Аннотация:Two novel conjugates of detonation nanodiamonds (dNDs) with the proteolytic enzymes
chymotrypsin and papain were synthesized. The synthesis was performed via functionalization of
the dNDs’ surface with acidic/alkali treatment followed by carbodiimide-mediated protein binding.
Covalent binding of the enzymes was confirmed by Fourier transform infrared spectrographic analysis
and high-performance liquid chromatography (HPLC) amino acid analysis. HPLC also proved
the preservation of the enzymes’ composition during synthesis. The same assay was used to determine
the binding ratios. The ratios were 12% (mass to mass) for chymotrypsin and 7.4% for papain.
The enzymatic activity of the conjugates was measured using chromogenic substrates and appeared
to be approximately 40% of that of the native enzymes. The optimum pH values and stability under
various conditions were determined. The sizes of resulting particles were measured using dynamic
light scattering and direct electron microscopic observation. The enzyme conjugates were shown to
be prone to aggregation, resulting in micrometer-sized particles. The f-potentials were measured
and found to be positive for the conjugates. The conjugated enzymes were tested for biological
activity using an in vitro model of cultured transformed human epithelial cells (HeLa cell line). It
was shown that dND-conjugated enzymes effectively bind to the surface of the cells and that
enzymes attack exposed proteins on the plasma membrane, including cell adhesion molecules.

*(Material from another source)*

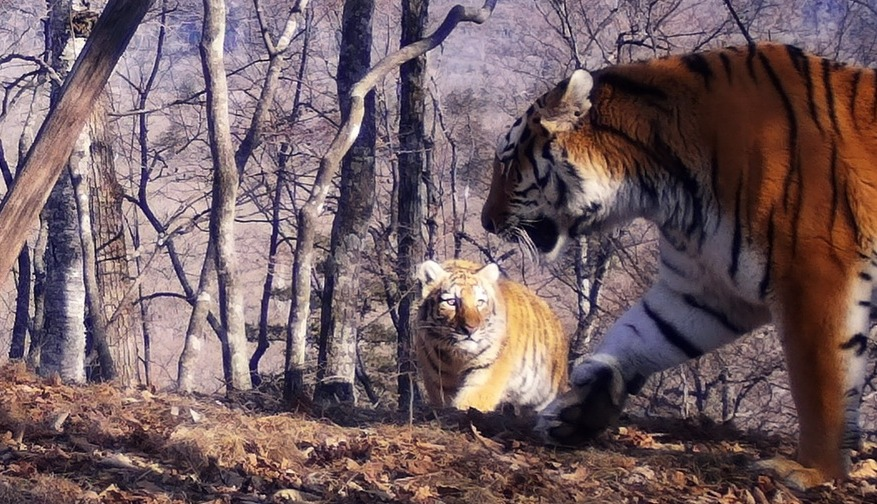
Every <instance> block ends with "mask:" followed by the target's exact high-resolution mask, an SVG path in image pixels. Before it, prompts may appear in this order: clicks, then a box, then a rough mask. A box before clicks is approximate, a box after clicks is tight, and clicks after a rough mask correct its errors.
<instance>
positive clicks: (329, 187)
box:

Incubation with conjugated enzymes results in morphological changes of the cells but does not
affect cell viability, as judged by monitoring the cell division index and conducting ultrastructural
studies. dNDs are internalized by the cells via endocytosis, being enclosed in forming coated
vesicles by chance, and they accumulate in single membrane-bound vacuoles, presumably late
endosomes/phagosomes, along with multimembranous onionlike structures. The authors propose a
model of a stepwise conjugate binding to the cell membrane and gradual release of the enzymes.